The numbers: A key barometer of American factories fell to a 25-month low of 52.8% in July in a sign of creeping weakness in the U.S. economy. The good news? Inflation pressures eased.

The Institute for Supply Management’s closely followed manufacturing gauge dipped from 53% in June, in no small part due to another decline in new orders.

Economists polled by The Wall Street Journal had forecast the index to total 52.1%. The closely followed report is viewed as a window into the health of the U.S. economy.

While any number above 50% signifies growth, the latest reading was the weakest since June 2020. The index has also declined three months in a row for the first time since the onset of the pandemic.

The silver lining in the report was some relief from inflation. Companies are still paying higher prices for supplies, but a gauge of inflation sank to a nearly two-year low.

It will take some time before the economy begins to benefit, however. The rate of inflation has jumped 9.1% in the past year, according to a popular index that tracks the cost of living.

Problems getting supplies also continued to clear up. Supply shortages have played a big role in the worst U.S. outbreak of inflation in almost 41 years.

Big picture: The U.S. economy has slowed since the end of last year due to soaring inflation, rising interest rates and the end of government stimulus. Gross domestic product, the official scorecard for the economy, has fallen two quarters in a row, meeting an old but informal definition of recession.

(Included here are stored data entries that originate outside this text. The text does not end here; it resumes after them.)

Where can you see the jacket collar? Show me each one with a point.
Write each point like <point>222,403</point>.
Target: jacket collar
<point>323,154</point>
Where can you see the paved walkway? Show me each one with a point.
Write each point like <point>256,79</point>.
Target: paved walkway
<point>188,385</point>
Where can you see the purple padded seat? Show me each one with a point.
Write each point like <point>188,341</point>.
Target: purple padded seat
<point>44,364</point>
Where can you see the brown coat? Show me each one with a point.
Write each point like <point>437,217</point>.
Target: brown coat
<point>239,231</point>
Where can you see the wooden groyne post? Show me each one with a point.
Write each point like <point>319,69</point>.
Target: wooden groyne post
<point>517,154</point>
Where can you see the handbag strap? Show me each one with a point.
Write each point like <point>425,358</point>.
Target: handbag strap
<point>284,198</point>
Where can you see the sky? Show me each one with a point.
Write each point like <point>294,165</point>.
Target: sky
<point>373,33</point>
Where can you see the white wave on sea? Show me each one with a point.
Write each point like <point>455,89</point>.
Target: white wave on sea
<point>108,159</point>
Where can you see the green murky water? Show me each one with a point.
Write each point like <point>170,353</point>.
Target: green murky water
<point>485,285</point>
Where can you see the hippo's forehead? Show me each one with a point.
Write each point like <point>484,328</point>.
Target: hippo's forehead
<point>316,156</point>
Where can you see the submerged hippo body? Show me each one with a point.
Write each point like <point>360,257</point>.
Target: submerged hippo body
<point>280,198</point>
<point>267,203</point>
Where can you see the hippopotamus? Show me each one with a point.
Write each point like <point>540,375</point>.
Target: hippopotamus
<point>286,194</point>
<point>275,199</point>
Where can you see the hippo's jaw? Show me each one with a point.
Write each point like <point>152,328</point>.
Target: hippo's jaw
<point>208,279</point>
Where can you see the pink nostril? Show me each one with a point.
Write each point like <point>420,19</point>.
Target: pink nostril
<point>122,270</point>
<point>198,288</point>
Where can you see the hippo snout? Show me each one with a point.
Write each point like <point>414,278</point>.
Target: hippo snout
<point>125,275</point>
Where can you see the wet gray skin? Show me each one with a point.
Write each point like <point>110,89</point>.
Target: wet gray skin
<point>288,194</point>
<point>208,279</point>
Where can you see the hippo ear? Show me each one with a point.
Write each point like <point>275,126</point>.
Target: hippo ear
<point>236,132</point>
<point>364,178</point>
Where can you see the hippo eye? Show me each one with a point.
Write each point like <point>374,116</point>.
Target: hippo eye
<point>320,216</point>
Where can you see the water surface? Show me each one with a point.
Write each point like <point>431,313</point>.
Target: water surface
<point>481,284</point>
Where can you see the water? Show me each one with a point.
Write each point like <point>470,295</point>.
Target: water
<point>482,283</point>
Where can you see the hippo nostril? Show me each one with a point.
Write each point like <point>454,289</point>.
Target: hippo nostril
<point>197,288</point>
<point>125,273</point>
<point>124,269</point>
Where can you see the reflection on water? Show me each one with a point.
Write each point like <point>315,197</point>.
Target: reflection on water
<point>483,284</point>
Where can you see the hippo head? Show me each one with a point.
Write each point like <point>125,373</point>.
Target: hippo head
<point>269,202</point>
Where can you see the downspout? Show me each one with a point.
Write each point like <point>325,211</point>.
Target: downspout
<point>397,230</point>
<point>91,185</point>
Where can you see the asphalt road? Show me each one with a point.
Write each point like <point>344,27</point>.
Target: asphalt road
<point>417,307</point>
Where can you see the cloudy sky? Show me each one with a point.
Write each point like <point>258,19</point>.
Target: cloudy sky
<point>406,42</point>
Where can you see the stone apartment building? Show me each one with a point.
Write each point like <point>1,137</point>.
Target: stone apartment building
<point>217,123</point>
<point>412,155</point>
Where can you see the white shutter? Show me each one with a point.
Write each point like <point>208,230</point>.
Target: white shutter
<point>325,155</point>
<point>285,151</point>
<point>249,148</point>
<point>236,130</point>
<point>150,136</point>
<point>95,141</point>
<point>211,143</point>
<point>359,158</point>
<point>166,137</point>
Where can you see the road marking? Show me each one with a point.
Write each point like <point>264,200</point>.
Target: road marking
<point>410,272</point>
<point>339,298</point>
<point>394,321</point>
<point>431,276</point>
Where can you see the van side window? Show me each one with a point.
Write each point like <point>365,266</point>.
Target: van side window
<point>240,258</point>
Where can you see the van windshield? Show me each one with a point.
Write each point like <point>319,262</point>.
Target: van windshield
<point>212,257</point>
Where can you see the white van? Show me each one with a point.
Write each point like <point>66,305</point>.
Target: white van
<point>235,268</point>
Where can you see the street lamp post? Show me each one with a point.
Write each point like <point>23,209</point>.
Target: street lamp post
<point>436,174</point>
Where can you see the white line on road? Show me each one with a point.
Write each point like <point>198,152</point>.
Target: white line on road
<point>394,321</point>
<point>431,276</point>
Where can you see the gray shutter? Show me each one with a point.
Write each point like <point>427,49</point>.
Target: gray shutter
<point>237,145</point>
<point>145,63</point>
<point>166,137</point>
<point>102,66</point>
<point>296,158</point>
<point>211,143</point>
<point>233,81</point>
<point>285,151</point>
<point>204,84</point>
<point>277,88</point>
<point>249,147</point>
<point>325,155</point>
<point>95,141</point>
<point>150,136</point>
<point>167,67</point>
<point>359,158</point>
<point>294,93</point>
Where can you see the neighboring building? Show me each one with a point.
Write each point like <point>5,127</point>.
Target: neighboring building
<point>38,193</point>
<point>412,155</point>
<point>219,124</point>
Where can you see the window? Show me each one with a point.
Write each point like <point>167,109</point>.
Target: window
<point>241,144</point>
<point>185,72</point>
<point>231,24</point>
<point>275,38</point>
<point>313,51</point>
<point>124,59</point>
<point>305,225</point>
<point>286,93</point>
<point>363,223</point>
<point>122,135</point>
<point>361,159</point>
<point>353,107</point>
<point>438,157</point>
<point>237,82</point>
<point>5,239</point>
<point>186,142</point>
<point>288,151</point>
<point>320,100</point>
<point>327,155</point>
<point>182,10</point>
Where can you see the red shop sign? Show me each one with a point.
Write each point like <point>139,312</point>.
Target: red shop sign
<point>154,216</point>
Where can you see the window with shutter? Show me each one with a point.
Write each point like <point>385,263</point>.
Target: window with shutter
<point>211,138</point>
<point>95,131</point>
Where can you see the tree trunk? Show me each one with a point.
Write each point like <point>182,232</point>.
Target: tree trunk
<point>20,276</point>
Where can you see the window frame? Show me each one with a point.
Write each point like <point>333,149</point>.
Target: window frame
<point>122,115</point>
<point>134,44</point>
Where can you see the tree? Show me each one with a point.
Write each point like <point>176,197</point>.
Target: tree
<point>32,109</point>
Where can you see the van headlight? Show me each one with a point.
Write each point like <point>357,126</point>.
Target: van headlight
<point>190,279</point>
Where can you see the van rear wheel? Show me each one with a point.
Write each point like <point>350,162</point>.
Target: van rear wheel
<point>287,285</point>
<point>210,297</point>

While factories are still running close to full tilt, business has slowed and it could get worse in the months ahead as a decline in orders suggests. New orders reflect future sales.

In some cases, customers over-ordered and are waiting to sell the products they have on hand. They are also worried about a recession.

“Our markets are still holding up; however, I believe a slowdown is coming,” a top executive at a company that makes metal parts told ISM. “We are cautious about going out too far with orders.”

Key details:

  • The index of new orders slid 1.2 points to 48%. That’s the lowest level since May 2020.
  • The production barometer dropped 1.4 points to 53.5%.
  • The employment gauge rose 2.6 points to 49.9%. Most manufacturers are still trying to hire, Fiore said, in a positive sign for the economy.
  • The prices index, a measure of inflation, sank 18.5 points to 60%, the lowest level in almost two years. Most of the decline reflected lower energy prices.

Looking ahead: “The broad slowdown in the economy is apparent in the manufacturing sector as well,” said chief investment office Jim Baird of Plante Moran Financial Advisors. “Still, conditions are modestly expansionary, a welcome sign amid the pervasive negativity on the heels of last week’s GDP report.”

Market reaction: The Dow Jones Industrial Average DJIA, +0.36% and S&P 500 SPX, +0.30% fell slightly in Monday trades. The losses were extended after the ISM report.